Speed up extrema 3-50x #58280

mbauman · 2025-04-29T20:11:07Z

This method is no longer an optimization over what Julia can do with the naive definition on most (if not all) architectures.

Like #58267, I asked for a smattering of crowdsourced multi-architecture benchmarking of this simple example:

using BenchmarkTools
A = rand(10000);
b1 = @benchmark extrema($A)
b2 = @benchmark mapreduce(x->(x,x),((min1, max1), (min2, max2))->(min(min1, min2), max(max1, max2)), $A)
println("$(Sys.CPU_NAME): $(round(median(b1).time/median(b2).time, digits=1))x faster")

With results:

cortex-a72: 13.2x faster
cortex-a76: 15.8x faster
neoverse-n1: 16.4x faster
neoverse-v2: 23.4x faster
a64fx: 46.5x faster

apple-m1: 54.9x faster
apple-m4*: 43.7x faster

znver2: 8.6x faster
znver4: 12.8x faster
znver5: 16.7x faster

haswell (32-bit): 3.5x faster
skylake-avx512: 7.4x faster
rocketlake: 7.8x faster
alderlake: 5.2x faster
cascadelake: 8.8x faster
cascadelake: 7.1x faster

The results are even more dramatic for Float32s, here on my M1:

julia> A = rand(Float32, 10000);

julia> @benchmark extrema($A)
BenchmarkTools.Trial: 10000 samples with 1 evaluation per sample.
 Range (min … max):  49.083 μs … 151.750 μs  ┊ GC (min … max): 0.00% … 0.00%
 Time  (median):     49.375 μs               ┊ GC (median):    0.00%
 Time  (mean ± σ):   49.731 μs ±   2.350 μs  ┊ GC (mean ± σ):  0.00% ± 0.00%

  ▅██▅▁       ▁▂▂       ▁▂▁                                    ▂
  ██████▇▇▇▇█▇████▇▆▆▆▇▇███▇▇▆▆▆▅▆▅▃▄▃▄▅▄▄▆▆▅▃▁▄▃▅▄▅▄▄▁▄▄▅▃▄▁▄ █
  49.1 μs       Histogram: log(frequency) by time      56.8 μs <

 Memory estimate: 0 bytes, allocs estimate: 0.
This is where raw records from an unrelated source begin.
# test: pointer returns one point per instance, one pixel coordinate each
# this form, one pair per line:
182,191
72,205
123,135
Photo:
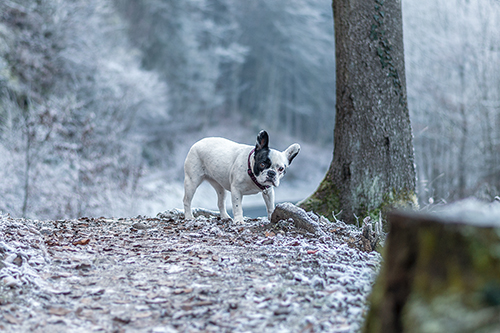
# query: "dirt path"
166,274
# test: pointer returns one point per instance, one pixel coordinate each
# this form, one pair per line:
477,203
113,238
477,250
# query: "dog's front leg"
236,198
268,196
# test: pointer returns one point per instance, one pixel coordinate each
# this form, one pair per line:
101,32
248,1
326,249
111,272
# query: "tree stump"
441,272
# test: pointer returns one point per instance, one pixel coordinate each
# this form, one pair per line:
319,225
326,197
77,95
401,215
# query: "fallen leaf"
59,311
11,319
183,291
82,242
144,314
269,233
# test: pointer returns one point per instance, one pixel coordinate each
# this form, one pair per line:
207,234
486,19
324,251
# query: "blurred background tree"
100,100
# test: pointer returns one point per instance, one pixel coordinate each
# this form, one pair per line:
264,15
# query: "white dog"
238,168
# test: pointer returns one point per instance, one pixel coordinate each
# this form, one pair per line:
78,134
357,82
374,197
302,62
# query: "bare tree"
372,166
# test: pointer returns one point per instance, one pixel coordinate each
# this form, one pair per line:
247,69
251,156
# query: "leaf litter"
166,274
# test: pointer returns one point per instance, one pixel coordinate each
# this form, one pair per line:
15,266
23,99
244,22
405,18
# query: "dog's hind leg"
221,198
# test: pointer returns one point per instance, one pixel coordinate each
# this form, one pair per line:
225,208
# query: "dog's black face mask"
262,160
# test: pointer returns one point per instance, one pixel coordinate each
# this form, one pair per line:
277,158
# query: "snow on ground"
166,274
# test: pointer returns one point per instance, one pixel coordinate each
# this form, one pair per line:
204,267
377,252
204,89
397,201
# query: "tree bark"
441,272
373,163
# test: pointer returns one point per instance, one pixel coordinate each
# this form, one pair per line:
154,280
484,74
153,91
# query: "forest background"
101,99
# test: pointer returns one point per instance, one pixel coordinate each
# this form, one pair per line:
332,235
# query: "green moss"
393,199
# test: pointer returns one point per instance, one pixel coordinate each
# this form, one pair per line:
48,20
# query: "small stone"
139,226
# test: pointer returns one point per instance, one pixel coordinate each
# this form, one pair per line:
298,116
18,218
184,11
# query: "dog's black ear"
291,152
262,140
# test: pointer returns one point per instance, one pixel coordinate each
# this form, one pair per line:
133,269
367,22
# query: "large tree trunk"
373,166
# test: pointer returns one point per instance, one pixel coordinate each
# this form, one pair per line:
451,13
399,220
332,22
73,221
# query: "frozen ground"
165,274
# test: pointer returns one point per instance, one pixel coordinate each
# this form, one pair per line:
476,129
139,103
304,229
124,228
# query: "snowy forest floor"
166,274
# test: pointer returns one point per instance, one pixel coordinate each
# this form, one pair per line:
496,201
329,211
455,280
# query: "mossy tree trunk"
373,164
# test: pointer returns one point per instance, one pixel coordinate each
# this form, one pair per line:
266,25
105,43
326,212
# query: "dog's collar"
252,176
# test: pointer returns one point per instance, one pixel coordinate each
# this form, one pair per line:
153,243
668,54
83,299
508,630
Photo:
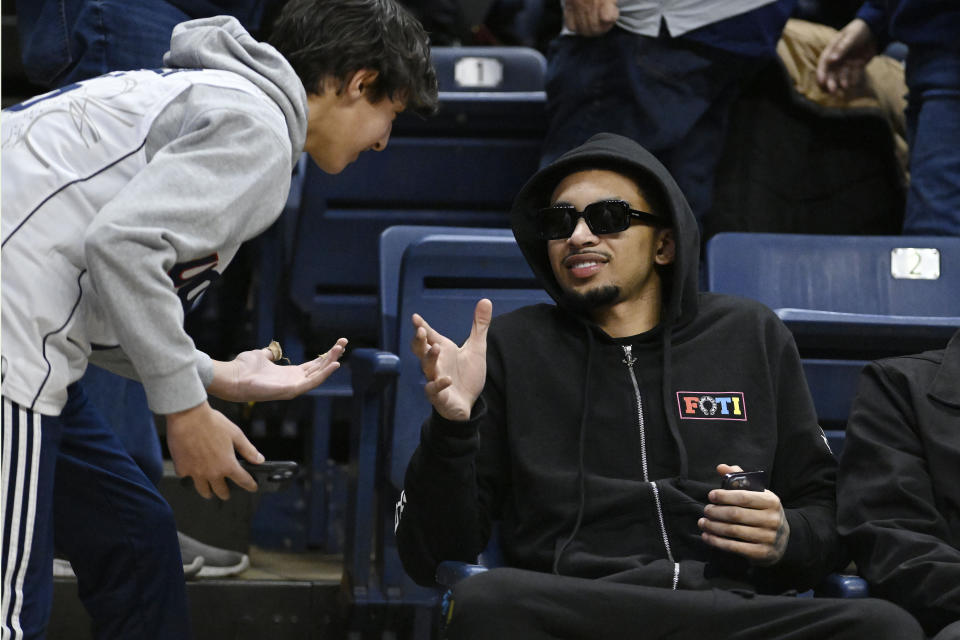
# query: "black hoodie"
596,460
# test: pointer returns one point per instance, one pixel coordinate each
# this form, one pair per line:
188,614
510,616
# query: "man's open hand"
455,375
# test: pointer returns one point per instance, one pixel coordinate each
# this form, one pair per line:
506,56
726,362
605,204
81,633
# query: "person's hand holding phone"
749,520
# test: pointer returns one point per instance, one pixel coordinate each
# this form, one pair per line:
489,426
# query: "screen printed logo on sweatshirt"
712,405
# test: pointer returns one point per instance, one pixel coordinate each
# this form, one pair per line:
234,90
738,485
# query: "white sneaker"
63,569
217,563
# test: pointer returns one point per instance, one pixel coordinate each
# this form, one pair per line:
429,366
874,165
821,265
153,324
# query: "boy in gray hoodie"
123,198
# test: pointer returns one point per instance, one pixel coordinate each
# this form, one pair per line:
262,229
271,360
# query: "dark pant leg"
933,130
504,604
117,531
123,404
29,445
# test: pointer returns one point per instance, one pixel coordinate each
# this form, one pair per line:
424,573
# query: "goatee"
586,303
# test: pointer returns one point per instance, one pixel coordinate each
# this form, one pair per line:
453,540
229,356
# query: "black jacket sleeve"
804,478
888,514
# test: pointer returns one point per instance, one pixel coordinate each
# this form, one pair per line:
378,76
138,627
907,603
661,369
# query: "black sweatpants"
503,604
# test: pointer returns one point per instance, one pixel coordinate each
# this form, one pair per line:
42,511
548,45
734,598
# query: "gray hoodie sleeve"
220,180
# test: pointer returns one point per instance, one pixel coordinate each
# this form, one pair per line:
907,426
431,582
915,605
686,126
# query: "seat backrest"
847,299
852,274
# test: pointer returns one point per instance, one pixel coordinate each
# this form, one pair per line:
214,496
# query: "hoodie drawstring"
581,476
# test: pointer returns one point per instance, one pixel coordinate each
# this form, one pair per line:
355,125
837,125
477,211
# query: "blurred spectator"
930,29
662,73
883,87
899,485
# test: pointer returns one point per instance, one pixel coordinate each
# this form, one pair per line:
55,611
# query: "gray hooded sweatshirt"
125,196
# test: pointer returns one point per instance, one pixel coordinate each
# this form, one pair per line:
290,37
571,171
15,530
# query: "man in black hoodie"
604,426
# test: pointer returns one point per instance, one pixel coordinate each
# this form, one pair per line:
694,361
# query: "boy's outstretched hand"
254,377
455,375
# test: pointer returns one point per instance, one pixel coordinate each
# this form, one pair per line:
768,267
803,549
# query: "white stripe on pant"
23,511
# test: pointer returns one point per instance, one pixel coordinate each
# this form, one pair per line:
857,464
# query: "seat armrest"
450,572
371,371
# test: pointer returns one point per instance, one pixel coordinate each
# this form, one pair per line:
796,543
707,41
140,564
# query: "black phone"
271,475
745,480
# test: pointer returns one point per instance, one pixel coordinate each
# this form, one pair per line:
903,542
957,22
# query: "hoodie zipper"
629,360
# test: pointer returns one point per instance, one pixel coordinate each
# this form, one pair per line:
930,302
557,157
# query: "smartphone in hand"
271,475
745,480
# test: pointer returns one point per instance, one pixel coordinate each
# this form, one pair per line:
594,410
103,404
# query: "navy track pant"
68,482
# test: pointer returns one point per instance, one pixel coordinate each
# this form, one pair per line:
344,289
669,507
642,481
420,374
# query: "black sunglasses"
605,216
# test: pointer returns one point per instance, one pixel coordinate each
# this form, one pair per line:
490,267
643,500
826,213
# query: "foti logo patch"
712,405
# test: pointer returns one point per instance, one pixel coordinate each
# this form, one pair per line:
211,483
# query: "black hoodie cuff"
454,438
797,568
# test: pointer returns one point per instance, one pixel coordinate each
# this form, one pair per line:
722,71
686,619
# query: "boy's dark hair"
335,38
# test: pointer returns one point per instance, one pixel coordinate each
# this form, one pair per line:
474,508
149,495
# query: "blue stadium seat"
847,299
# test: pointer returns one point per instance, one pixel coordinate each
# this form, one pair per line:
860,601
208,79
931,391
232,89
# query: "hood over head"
222,43
623,155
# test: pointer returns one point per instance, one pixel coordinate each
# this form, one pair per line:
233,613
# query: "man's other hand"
750,523
202,442
455,375
590,17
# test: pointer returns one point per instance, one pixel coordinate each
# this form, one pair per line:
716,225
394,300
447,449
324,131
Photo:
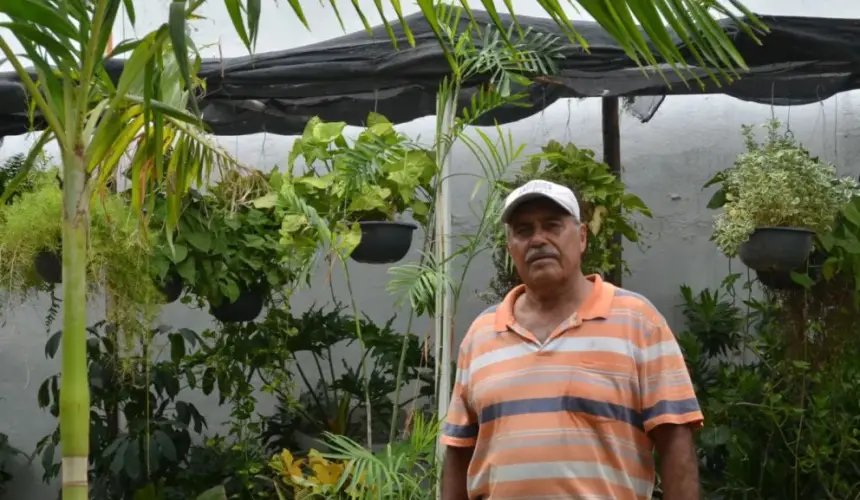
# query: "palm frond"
419,283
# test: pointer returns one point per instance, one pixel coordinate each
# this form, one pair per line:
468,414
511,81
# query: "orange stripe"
515,373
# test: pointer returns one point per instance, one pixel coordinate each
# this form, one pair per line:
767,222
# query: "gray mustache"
540,253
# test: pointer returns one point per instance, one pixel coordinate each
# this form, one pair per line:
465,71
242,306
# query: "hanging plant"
118,258
372,182
226,251
605,206
776,199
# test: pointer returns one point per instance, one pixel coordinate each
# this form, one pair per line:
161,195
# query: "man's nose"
538,238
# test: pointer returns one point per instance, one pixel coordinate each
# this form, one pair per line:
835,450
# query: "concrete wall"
665,162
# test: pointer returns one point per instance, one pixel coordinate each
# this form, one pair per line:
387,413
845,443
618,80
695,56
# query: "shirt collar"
597,305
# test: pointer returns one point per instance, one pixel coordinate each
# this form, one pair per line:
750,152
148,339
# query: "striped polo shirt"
569,418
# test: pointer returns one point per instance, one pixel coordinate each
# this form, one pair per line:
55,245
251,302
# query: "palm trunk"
74,389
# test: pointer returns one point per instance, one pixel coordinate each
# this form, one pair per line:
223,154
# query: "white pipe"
444,299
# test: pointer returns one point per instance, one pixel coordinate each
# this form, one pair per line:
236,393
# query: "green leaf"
168,450
180,252
216,493
177,348
200,241
132,460
267,201
802,279
316,182
119,457
187,271
42,14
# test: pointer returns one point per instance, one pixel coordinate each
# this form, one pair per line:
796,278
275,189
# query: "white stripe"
615,346
560,470
504,354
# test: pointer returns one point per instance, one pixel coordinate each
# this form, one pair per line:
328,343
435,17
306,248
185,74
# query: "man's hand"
454,473
679,464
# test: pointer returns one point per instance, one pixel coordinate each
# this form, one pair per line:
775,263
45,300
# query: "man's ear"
583,237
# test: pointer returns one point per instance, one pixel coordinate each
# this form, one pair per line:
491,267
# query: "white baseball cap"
532,190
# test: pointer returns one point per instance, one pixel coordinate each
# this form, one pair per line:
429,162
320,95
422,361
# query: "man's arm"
454,472
459,432
679,464
670,411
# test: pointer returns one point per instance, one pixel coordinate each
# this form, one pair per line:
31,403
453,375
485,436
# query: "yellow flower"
328,473
292,467
315,458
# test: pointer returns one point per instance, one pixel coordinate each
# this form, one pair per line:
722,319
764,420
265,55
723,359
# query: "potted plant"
118,260
227,252
776,199
372,182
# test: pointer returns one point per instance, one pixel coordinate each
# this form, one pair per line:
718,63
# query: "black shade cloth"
802,60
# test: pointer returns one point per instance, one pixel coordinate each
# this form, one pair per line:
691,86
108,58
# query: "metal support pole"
612,157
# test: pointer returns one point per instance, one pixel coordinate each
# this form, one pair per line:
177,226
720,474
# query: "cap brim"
510,209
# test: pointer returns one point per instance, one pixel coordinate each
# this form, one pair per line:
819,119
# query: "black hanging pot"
383,242
49,266
171,287
777,248
778,279
246,307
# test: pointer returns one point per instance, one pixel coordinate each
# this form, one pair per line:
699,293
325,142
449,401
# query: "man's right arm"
454,472
459,432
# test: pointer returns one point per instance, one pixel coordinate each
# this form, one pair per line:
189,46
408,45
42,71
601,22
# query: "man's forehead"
538,208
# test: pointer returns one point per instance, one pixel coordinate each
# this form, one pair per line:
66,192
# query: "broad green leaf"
267,201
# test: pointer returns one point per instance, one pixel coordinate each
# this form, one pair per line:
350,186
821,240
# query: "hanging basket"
171,288
49,266
383,242
245,308
776,249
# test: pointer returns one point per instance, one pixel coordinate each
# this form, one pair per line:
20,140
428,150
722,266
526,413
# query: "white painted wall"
665,162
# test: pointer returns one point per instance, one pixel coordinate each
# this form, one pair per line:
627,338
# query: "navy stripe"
622,292
460,431
489,310
564,403
665,407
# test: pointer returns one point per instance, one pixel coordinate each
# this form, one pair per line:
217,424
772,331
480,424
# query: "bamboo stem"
74,388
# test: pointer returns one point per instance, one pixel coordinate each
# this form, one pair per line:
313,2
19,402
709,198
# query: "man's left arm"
670,411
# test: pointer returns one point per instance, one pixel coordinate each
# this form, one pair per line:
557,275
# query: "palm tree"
95,121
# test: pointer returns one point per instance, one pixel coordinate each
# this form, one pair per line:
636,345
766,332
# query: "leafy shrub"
776,183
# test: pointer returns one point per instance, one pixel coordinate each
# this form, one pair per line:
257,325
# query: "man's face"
545,242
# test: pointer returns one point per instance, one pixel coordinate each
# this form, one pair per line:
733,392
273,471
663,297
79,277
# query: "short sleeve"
460,428
666,391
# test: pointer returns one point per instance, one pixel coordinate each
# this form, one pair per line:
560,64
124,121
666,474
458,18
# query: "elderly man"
565,389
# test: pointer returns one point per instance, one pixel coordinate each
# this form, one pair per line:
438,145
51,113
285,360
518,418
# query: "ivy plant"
380,176
223,247
776,183
118,258
333,403
605,204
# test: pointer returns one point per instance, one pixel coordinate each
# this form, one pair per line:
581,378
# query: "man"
565,389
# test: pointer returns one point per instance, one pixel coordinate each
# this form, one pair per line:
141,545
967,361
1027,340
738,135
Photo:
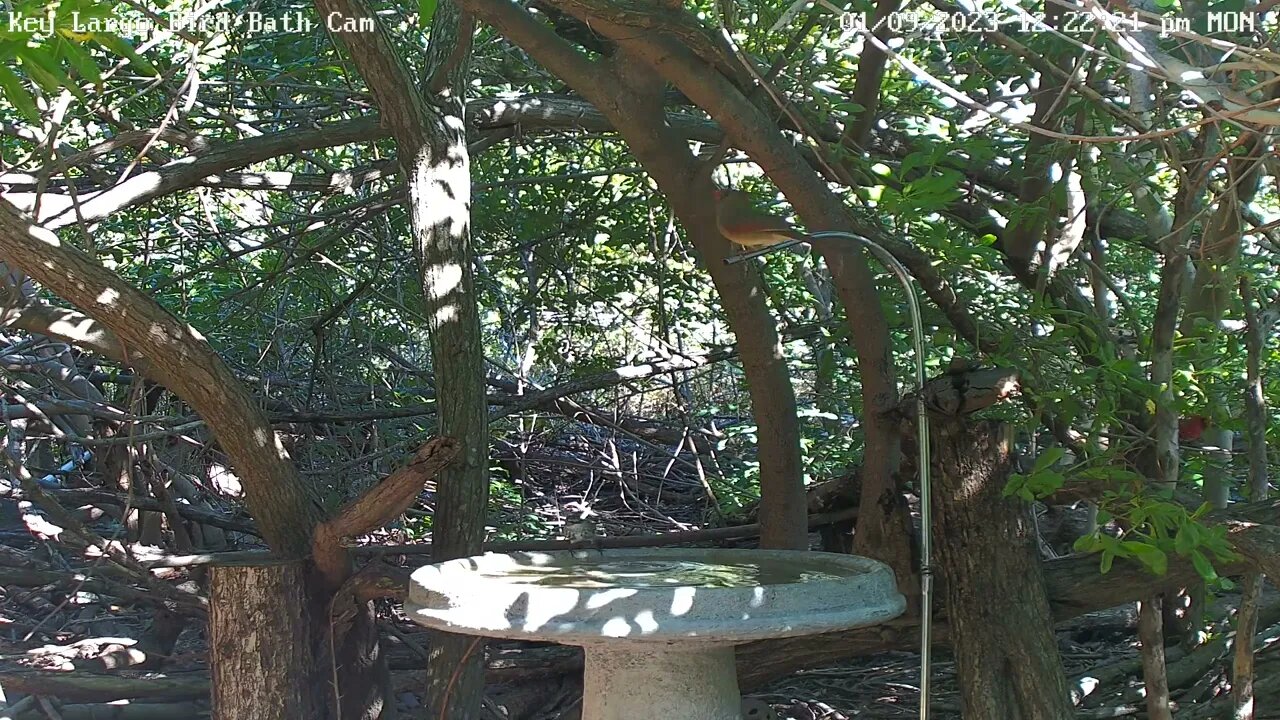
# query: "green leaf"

julia> @benchmark mapreduce(x->(x,x),((min1, max1), (min2, max2))->(min(min1, min2), max(max1, max2)), $A)
BenchmarkTools.Trial: 10000 samples with 191 evaluations per sample.
 Range (min … max):  524.435 ns …  1.104 μs  ┊ GC (min … max): 0.00% … 0.00%
 Time  (median):     525.089 ns              ┊ GC (median):    0.00%
 Time  (mean ± σ):   529.323 ns ± 20.876 ns  ┊ GC (mean ± σ):  0.00% ± 0.00%

  █▃      ▁ ▃▃                                                 ▁
  █████▇███▇███▇▇▇▇▇▇▇▇▅▆▆▆▆▆▅▅▄▆▃▄▄▃▅▅▄▃▅▄▄▄▅▅▅▃▅▄▄▁▄▄▅▆▄▄▅▄▅ █
  524 ns        Histogram: log(frequency) by time       609 ns <

 Memory estimate: 0 bytes, allocs estimate: 0.

Closes #34790, closes #31442, closes #44606.

This method is no longer an optimization over what Julia can do with the naive definition on most (if not all) architectures

giordano · 2025-04-29T20:14:31Z

Probably this and #58267 would make good benchmarks in https://github.com/JuliaCI/BaseBenchmarks.jl to better control upgrades of LLVM?

giordano · 2025-04-30T08:13:59Z

Test failures look relevant

mbauman · 2025-04-30T13:33:46Z

Yeah, interesting. Looks like some platforms don't maintain a consistent argument ordering of NaNs. I'm not sure if that's

something that we actually need extrema to satisfy; maybe we can relax this test?
something that we actually guarantee that min and max must satisfy; maybe this is a separate bug?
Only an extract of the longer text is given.